Computer science is definitely a sexy career if you can hack it, and if you combine it with one or two other fields.

 
  1. prestige has taken an enormous hit and banking no longer attracts top talent the way it used to. plenty of bright kids who once would have pursued banking are now more likely to go into management consulting or a tech company. banking and bankers are just less impressive these days.

  2. compensation has reduced while expectations and workload have remained constant. something has to give at some point. i think investment banking may have started on a path towards being just another financial services product albeit a higher-end service. downward pressure on fees will only increase and at some point bankers won't be willing to work as hard. that will be acceptable to clients given that the reduction in service quality resulting from banker hours going from 100 hours to 70 hours per week won't really hurt much.

 

Slightly related - how have sites like college confidential & wall street oasis changed banking?

It just seems like the proliferation of information is ridiculous now. Ten years ago exiting high school seniors without relatives in the business didn't really understand the overall earnings potential on Wall Street.

 
PetEng:
Slightly related - how have sites like college confidential & wall street oasis changed banking?

It just seems like the proliferation of information is ridiculous now. Ten years ago exiting high school seniors without relatives in the business didn't really understand the overall earnings potential on Wall Street.

I would say that because everything has gone digital thanks to technological advancements, it makes it easier for people to dig up and pass around info which then gets posted on sites like this. My guess would be that it has 'somewhat' made getting into the industry more competitive....I could be totally wrong though haha...just my $0.02

 
MindOverMonkey:
This whole finance vs. tech argument sucks and happens even more than a WSO noob asking about drug testing. They are completely different fields and should not be compared.
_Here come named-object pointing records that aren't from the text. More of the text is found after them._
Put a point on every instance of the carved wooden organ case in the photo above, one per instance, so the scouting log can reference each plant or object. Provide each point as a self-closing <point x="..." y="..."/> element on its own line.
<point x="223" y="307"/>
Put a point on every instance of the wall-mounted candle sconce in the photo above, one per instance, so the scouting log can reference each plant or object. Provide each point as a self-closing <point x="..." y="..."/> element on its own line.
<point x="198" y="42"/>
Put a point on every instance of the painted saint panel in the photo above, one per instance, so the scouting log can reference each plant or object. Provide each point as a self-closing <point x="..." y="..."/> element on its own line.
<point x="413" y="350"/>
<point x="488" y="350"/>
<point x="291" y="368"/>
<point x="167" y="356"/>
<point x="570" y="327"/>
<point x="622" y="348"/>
Also, why would you try to argue for a tech firm on a website filled with kids that get off at the thought of working at GS?
Agreed, they are completely different and it is stupid to compare
 
packmate:
MindOverMonkey:
This whole finance vs. tech argument sucks and happens even more than a WSO noob asking about drug testing. They are completely different fields and should not be compared. Also, why would you try to argue for a tech firm on a website filled with kids that get off at the thought of working at GS?
Agreed, they are completely different and it is stupid to compare
Well, the fact that we are a website obsessed with GS is one of the (rare) problems with advice on WSO.
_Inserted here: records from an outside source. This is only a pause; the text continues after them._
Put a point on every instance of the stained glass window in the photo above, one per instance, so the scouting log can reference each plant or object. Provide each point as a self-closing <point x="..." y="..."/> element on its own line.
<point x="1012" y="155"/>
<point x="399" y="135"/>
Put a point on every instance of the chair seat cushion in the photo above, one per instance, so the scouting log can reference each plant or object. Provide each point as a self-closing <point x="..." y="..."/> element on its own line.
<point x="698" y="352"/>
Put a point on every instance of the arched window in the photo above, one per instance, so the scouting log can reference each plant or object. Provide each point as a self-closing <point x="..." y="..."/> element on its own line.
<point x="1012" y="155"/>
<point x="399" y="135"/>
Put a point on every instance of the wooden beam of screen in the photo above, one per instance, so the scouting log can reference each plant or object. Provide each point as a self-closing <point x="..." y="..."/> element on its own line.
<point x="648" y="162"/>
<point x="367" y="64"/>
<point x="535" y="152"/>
If you're coming here for advice on how to get into banking or finance, I guess it's irrelevant. But if you're coming here for advice on WHY banking, it's VERY relevant. This thread seems to be a bit more about what banking is like once you're in, so I think raising issues about other industries is relevant.

It's also important for people to keep their eyes open. If you know that you'd HATE 80 hour workweeks or lots of stress and that you're fairly competent on a technical level (most people know this about themselves), a career in tech is not a terrible outcome. If you're a devout Catholic and like helping people, neither is going off and becoming a Jesuit.

You choose this industry because you enjoy finance and because you want a lifestyle on the upper end of middle-class. That's all we will likely have to offer the vast, vast majority of bright, successful people over the next twenty or thirty years.